The default lowering of vector transpose operations generates a large sequence of
scalar extract/insert operations, one pair for each scalar element in the input tensor.
In other words, the vector transpose is scalarized. However, there are transpose
patterns where one or more adjacent high-order dimensions are not transposed (for
example, in the transpose pattern [1, 0, 2, 3], dimensions 2 and 3 are not transposed).
This patch improves the lowering of those cases by not scalarizing them and extracting/
inserting a full n-D vector, where 'n' is the number of adjacent high-order dimensions
not being transposed. By doing so, we prevent the scalarization of the code and generate a
more performant vector version.
Paradoxically, this patch shouldn't improve the performance of transpose operations if
we are using LLVM. The LLVM pipeline is able to optimize away some of the extract/insert
operations and the SLP vectorizer is converting the scalar operations back to its vector
form. However, scalarizing a vector version of the code in MLIR and relying on the SLP
vectorizer to reconstruct the vector code again is highly undesirable for several reasons.
Side note: have you looked into generalizing the shuffle based approach?

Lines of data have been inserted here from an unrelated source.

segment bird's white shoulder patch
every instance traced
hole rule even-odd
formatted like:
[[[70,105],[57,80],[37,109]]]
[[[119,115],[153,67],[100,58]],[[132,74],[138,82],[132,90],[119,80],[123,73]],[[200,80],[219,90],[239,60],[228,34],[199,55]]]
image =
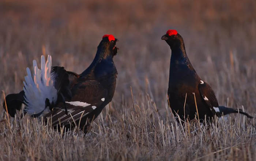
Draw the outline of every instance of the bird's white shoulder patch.
[[[80,101],[73,101],[72,102],[66,101],[65,102],[67,103],[68,103],[69,104],[73,106],[81,106],[83,107],[85,107],[91,105],[91,104],[89,104],[86,102],[80,102]]]
[[[93,106],[91,107],[91,108],[93,108],[93,110],[94,110],[95,108],[96,108],[97,107],[95,106]]]
[[[219,112],[219,107],[214,107],[213,109],[214,109],[215,112]]]
[[[208,101],[209,100],[208,99],[208,98],[206,97],[206,96],[205,96],[204,97],[204,99],[206,101]]]

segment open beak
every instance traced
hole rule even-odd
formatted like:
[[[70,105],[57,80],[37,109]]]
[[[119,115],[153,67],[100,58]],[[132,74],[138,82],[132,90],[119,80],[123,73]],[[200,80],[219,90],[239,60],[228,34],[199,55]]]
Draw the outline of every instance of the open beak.
[[[166,36],[166,35],[163,35],[161,38],[161,39],[164,40],[166,40],[168,39],[168,38]]]
[[[116,41],[116,42],[118,42],[118,41],[119,41],[119,40],[118,40],[118,39],[115,39],[115,41]],[[114,50],[115,49],[116,49],[117,51],[117,50],[118,50],[118,49],[119,49],[119,48],[118,48],[118,47],[117,47],[116,46],[116,45],[115,45],[115,46],[114,46],[114,47],[113,47],[113,50]]]

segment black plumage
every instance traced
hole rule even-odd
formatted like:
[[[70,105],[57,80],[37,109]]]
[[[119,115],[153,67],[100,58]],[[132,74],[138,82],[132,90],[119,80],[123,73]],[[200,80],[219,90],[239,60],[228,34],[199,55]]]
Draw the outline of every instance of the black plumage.
[[[240,110],[219,106],[212,89],[200,78],[193,67],[183,39],[176,30],[167,31],[161,39],[166,41],[172,50],[167,92],[168,102],[174,115],[177,114],[183,120],[188,118],[190,120],[197,118],[195,97],[201,120],[204,119],[205,116],[209,119],[214,115],[220,117],[238,112],[252,118]]]
[[[50,112],[45,113],[47,111],[45,110],[35,116],[51,117],[55,128],[64,126],[71,129],[79,126],[86,133],[87,127],[113,97],[117,75],[113,57],[117,53],[117,41],[112,35],[104,35],[93,61],[80,74],[67,71],[63,67],[52,67],[51,77],[57,90],[57,101],[48,103],[46,99],[45,109],[49,108]],[[25,95],[22,91],[7,96],[11,116],[14,117],[16,110],[20,110],[22,103],[27,104]]]

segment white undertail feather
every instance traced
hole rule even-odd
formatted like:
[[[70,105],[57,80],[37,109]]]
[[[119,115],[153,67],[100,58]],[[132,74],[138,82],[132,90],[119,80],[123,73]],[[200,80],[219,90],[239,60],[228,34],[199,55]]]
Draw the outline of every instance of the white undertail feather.
[[[48,55],[45,62],[44,55],[41,56],[41,69],[38,69],[37,62],[33,61],[34,75],[32,77],[29,68],[27,68],[27,76],[23,82],[27,104],[26,110],[29,115],[37,114],[44,111],[42,114],[49,112],[49,108],[45,108],[45,100],[50,103],[55,103],[57,99],[57,91],[54,87],[53,76],[51,76],[52,57]]]

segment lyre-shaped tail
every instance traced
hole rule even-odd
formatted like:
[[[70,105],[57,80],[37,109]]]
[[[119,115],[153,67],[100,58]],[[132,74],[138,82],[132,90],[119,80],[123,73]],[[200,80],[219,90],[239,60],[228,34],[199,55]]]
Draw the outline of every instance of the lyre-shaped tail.
[[[51,56],[48,56],[45,62],[44,56],[42,55],[41,69],[38,69],[36,61],[33,61],[33,76],[29,68],[27,68],[27,75],[23,81],[23,90],[26,104],[25,110],[29,115],[49,112],[46,102],[52,104],[57,101],[57,91],[54,87],[53,77],[51,76]]]

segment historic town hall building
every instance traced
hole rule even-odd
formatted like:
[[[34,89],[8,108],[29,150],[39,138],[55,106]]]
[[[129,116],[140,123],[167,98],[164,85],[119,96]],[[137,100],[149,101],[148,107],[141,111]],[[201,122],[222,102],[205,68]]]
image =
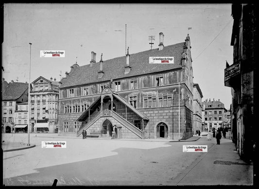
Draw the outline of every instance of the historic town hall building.
[[[103,61],[102,55],[99,62],[92,52],[90,64],[71,66],[60,81],[59,135],[79,136],[86,129],[100,137],[113,130],[117,138],[191,137],[190,39],[168,46],[162,33],[159,39],[157,49],[130,55],[128,48],[126,56]],[[173,58],[154,64],[153,57]]]

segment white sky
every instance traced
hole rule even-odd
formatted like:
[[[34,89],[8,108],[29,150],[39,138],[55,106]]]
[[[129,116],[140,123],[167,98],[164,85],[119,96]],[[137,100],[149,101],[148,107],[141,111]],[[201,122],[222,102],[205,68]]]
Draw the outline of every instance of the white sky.
[[[159,33],[165,46],[184,42],[189,31],[193,82],[199,84],[203,101],[213,98],[229,109],[230,88],[224,86],[225,61],[233,62],[230,40],[233,26],[231,4],[48,4],[4,5],[2,77],[10,82],[31,82],[40,76],[60,79],[75,63],[89,63],[150,49],[149,35]],[[65,51],[65,58],[40,58],[40,51]]]

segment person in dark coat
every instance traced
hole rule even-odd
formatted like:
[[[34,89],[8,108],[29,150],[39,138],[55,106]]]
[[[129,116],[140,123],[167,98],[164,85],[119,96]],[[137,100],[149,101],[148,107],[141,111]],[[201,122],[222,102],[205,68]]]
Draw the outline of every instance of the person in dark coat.
[[[83,130],[83,131],[82,132],[82,136],[83,136],[83,139],[85,138],[85,129]]]
[[[85,138],[86,138],[86,136],[87,135],[87,132],[86,132],[86,130],[85,130]]]
[[[219,130],[217,131],[216,134],[216,139],[217,140],[217,144],[220,144],[220,139],[221,138],[221,134]]]
[[[215,130],[213,130],[213,131],[212,131],[213,138],[215,138],[216,132],[215,132]]]
[[[223,134],[223,137],[224,138],[226,138],[226,131],[225,129],[223,129],[223,131],[222,132],[222,134]]]

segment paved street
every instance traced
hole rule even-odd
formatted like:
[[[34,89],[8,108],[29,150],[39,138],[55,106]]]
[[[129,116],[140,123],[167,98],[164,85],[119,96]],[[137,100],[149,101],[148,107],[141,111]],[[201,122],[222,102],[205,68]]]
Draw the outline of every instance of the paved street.
[[[220,145],[206,137],[173,142],[31,135],[36,147],[3,153],[3,184],[51,186],[56,178],[57,186],[252,185],[253,165],[239,158],[228,134]],[[15,137],[24,142],[27,136]],[[42,148],[42,141],[66,141],[67,148]],[[206,145],[208,152],[183,153],[183,145]]]

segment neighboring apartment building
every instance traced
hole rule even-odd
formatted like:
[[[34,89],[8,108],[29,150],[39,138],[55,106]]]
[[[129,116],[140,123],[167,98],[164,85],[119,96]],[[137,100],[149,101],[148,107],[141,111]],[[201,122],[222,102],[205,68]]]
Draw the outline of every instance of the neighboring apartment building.
[[[196,134],[196,129],[204,131],[202,124],[202,98],[203,97],[202,91],[198,84],[193,84],[193,102],[192,107],[193,109],[193,134]]]
[[[59,88],[59,135],[86,129],[99,137],[115,130],[118,138],[192,136],[190,37],[168,46],[163,40],[161,33],[158,48],[130,55],[128,48],[126,56],[103,61],[102,55],[99,62],[92,52],[89,64],[71,66]]]
[[[258,99],[254,79],[258,75],[257,7],[256,3],[232,4],[233,62],[230,66],[227,62],[224,69],[224,85],[231,87],[232,96],[233,141],[240,155],[249,159],[257,150],[254,146],[258,137],[254,113]]]
[[[29,84],[12,80],[2,93],[2,133],[14,131],[15,111],[19,103],[28,102]]]
[[[30,132],[57,132],[58,82],[40,76],[32,84]]]
[[[15,111],[15,132],[26,133],[28,122],[28,102],[17,104],[17,110]]]
[[[226,109],[224,104],[220,101],[210,101],[207,99],[202,103],[204,104],[204,128],[207,128],[208,131],[213,128],[217,130],[219,127],[224,128],[226,123]]]

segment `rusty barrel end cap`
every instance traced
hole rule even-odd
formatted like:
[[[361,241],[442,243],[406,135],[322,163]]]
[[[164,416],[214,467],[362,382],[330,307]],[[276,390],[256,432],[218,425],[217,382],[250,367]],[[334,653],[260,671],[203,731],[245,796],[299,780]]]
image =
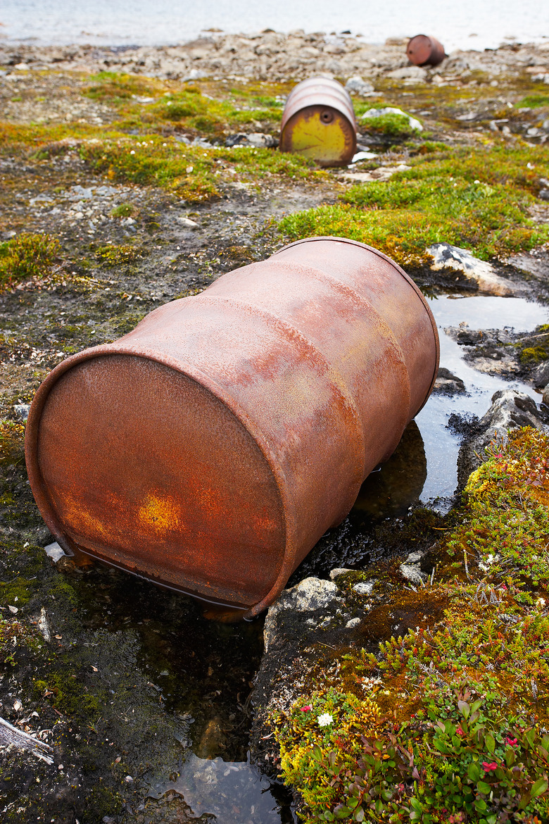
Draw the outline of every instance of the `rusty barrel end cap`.
[[[91,353],[35,403],[31,485],[66,543],[213,603],[268,592],[285,554],[277,480],[205,386],[147,358]]]

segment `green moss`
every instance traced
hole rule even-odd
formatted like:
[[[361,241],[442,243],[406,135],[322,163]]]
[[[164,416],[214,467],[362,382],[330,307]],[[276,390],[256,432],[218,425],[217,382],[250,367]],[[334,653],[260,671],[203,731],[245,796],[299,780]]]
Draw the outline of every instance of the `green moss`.
[[[523,97],[515,105],[519,109],[536,109],[537,106],[549,106],[549,95],[531,94]]]
[[[334,235],[368,243],[403,266],[429,262],[426,247],[446,241],[486,260],[532,249],[549,238],[528,210],[539,176],[549,175],[544,147],[435,151],[385,183],[357,184],[343,204],[285,218],[289,239]],[[532,168],[528,168],[529,163]]]
[[[21,234],[0,243],[0,292],[49,274],[59,251],[58,239],[46,234]]]
[[[0,421],[0,466],[22,464],[25,461],[25,424]]]
[[[161,186],[189,202],[218,197],[223,184],[239,180],[325,176],[325,172],[315,171],[313,163],[298,155],[238,147],[204,149],[151,135],[137,142],[125,138],[86,143],[80,152],[92,168],[111,180]]]
[[[162,84],[151,77],[117,72],[99,72],[90,77],[90,85],[85,87],[83,94],[94,101],[120,105],[133,97],[158,93]]]
[[[15,618],[0,618],[0,661],[3,664],[9,667],[19,666],[43,646],[44,639],[33,627]]]
[[[109,243],[106,246],[100,246],[95,251],[97,260],[107,266],[120,266],[125,263],[131,263],[140,256],[139,250],[129,243],[122,243],[119,246]]]
[[[401,585],[369,613],[372,638],[385,611],[377,653],[340,658],[332,692],[375,704],[366,734],[342,735],[334,722],[334,734],[311,738],[299,714],[310,705],[316,729],[317,692],[272,719],[307,822],[549,817],[549,438],[524,428],[490,447],[457,517],[432,555],[435,585],[415,596]],[[391,619],[414,597],[422,620],[392,637]]]

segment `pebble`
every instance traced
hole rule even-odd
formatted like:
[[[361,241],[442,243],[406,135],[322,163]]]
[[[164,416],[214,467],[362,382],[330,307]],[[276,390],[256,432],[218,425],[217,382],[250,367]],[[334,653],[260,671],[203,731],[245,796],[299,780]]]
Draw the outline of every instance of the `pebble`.
[[[335,581],[337,578],[340,575],[344,575],[346,572],[354,572],[353,569],[346,569],[345,567],[336,567],[335,569],[331,569],[329,573],[330,581]]]
[[[374,585],[375,581],[359,581],[352,588],[353,592],[356,592],[357,595],[371,595],[374,591]]]
[[[59,546],[57,541],[54,541],[53,544],[48,544],[47,546],[44,546],[44,551],[55,564],[57,564],[60,558],[65,556],[64,550]]]
[[[29,412],[30,411],[30,404],[16,404],[13,407],[13,411],[17,415],[18,418],[25,424],[27,418],[29,417]]]
[[[426,574],[413,564],[401,564],[398,569],[407,581],[418,584],[420,587],[427,578]]]

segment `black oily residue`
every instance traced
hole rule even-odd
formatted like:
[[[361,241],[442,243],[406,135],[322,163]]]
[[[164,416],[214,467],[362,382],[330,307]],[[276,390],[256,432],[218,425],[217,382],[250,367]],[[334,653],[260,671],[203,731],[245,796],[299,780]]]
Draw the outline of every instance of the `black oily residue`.
[[[191,598],[102,565],[79,581],[77,592],[85,627],[137,633],[139,666],[159,703],[166,713],[193,719],[188,742],[193,751],[245,761],[263,622],[206,620]]]
[[[412,420],[388,461],[364,481],[348,517],[323,536],[287,586],[309,575],[328,578],[337,567],[363,568],[402,552],[416,540],[409,533],[417,518],[411,520],[410,513],[419,504],[426,477],[423,439]]]

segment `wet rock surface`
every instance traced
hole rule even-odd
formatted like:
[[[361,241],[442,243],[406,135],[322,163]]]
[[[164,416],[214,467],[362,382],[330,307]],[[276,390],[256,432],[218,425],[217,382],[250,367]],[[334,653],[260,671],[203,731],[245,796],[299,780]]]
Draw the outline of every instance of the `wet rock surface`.
[[[505,442],[509,429],[532,426],[549,431],[547,414],[528,395],[509,389],[495,392],[491,400],[490,409],[475,427],[472,437],[466,437],[462,445],[458,464],[462,485],[486,459],[486,447],[491,442]]]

I think most of the code below could go away if the shuffle approach works well enough.
Basically the idea is:
vector n-d -> vector 1-d by shape cast -> shuffle -> transpose vector n-d by shape cast.
The shuffle mask is a simple (linear scan -> delinearize -> transpose -> linearize) for each element.
This works very well in 2-D but I have not tried in higher-D myself as there was no concrete use case.